Here the IRS assessed over $12 million in willful FBAR penalties on Schwarzbaum based upon the Internal Revenue Manual “formula that determines the maximum willful penalty that it will assess at 50% of the highest amount in the accounts in all willful years. The IRM then allocates that penalty in equal portions over the willful years.”
The problem with that IRM is that the statute itself sets the maximum penalty to each account’s balance as of the date that the taxpayer failed to file the FBAR, (formally June 30 and now April 15) a date that IRM formula neglects and one that the IRS did not use in calculating Schwarzbaum’s penalty.
The Eleventh Circuit held that the IRS errored in its calculations of Schwarzbaum’s FBAR penalties as it started with the wrong numbers. The statutory maximum penalty for a willful FBAR violation is the greater of $100,000 or 50% of the account’s June 30 balance.

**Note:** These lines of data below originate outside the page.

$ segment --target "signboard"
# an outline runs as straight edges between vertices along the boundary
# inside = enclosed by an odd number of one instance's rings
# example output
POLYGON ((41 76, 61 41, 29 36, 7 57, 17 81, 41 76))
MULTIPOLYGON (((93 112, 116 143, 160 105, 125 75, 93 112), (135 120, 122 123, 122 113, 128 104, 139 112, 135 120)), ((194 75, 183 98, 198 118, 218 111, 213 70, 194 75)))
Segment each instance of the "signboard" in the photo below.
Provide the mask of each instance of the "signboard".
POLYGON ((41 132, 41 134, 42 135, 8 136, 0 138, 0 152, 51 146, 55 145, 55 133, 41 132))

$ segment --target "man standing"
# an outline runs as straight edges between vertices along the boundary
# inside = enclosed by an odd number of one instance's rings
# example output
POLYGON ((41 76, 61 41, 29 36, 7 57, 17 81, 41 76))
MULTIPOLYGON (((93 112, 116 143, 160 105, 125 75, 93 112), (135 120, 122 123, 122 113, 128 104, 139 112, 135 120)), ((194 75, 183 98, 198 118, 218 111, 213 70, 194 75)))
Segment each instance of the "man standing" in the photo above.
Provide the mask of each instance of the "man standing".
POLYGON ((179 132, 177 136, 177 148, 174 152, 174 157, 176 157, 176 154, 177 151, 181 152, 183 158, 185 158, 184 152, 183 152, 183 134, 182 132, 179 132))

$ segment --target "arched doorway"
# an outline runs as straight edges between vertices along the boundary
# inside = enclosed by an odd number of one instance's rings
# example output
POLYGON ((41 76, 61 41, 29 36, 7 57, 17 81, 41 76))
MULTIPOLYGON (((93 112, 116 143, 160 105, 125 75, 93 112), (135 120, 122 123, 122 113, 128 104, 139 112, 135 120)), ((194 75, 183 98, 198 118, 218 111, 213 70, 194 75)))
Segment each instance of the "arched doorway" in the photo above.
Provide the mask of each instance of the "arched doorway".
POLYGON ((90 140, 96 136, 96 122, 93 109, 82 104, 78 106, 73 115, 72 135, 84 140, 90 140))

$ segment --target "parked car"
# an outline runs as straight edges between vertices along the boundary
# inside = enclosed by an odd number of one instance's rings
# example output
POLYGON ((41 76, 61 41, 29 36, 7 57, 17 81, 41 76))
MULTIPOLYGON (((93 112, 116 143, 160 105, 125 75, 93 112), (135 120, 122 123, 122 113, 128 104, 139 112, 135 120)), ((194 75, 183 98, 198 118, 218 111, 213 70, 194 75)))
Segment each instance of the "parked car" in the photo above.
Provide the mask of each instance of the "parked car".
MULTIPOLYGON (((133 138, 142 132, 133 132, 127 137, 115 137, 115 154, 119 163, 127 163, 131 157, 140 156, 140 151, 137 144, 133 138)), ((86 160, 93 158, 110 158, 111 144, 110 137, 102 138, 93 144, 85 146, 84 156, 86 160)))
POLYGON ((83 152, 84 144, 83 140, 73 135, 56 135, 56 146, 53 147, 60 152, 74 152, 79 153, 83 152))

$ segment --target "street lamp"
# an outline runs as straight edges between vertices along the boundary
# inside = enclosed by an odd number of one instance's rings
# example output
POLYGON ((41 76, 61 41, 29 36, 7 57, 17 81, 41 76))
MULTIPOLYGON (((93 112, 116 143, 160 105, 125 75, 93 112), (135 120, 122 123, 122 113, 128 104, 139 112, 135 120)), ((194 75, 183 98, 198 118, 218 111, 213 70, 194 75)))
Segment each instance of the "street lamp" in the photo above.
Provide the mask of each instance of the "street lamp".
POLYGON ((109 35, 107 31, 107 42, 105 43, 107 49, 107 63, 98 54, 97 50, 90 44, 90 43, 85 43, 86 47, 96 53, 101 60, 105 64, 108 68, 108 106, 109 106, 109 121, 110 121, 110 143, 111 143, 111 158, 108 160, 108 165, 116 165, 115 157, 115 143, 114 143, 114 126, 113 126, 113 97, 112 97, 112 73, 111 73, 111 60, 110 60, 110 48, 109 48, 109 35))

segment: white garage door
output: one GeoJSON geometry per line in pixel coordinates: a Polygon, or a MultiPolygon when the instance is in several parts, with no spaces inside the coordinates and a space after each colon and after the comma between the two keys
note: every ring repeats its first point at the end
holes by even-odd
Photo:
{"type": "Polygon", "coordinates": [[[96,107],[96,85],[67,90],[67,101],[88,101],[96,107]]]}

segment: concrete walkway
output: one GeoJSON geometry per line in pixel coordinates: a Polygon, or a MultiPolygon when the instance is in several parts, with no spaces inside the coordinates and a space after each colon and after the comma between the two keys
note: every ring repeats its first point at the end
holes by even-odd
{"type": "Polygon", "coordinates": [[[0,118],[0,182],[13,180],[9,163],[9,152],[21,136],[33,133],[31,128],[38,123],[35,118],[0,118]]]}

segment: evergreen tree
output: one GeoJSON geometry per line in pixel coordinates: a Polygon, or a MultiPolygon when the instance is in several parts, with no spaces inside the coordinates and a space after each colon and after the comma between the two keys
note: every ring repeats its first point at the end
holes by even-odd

See 31 U.S.C. § 5321(a)(5)(C)(i), (D)(ii); 31 C.F.R. § 1010.306(c).
The IRS’s Errored In It Calculations Of Schwarzbaum’s FBAR Penalty By Using 50% Of The Highest Amount In The Accounts During The Year.
This led the Eleventh Circuit to conclude that the district court should have remanded the matter back to the IRS to determine the appropriate penalty amount. In vacating the district court’s judgment, the Eleventh Circuit instructed the district court to remand the matter back to the IRS to recalculate the penalties.
This is consistent with our post on May 20, 2020, IRS Loses 2 FBAR Penalty Calculation Cases, where we discussed that n Margaret J. Jones v. U.S and in U.S. v. Isac Schwarzbaum the courts both held that the penalty assessed by the government did not conform to statutory requirements because they did not use utilizing 50% of the balance in each account at the time of the violation, which was the deadline to file the FBAR or June 30 of each year.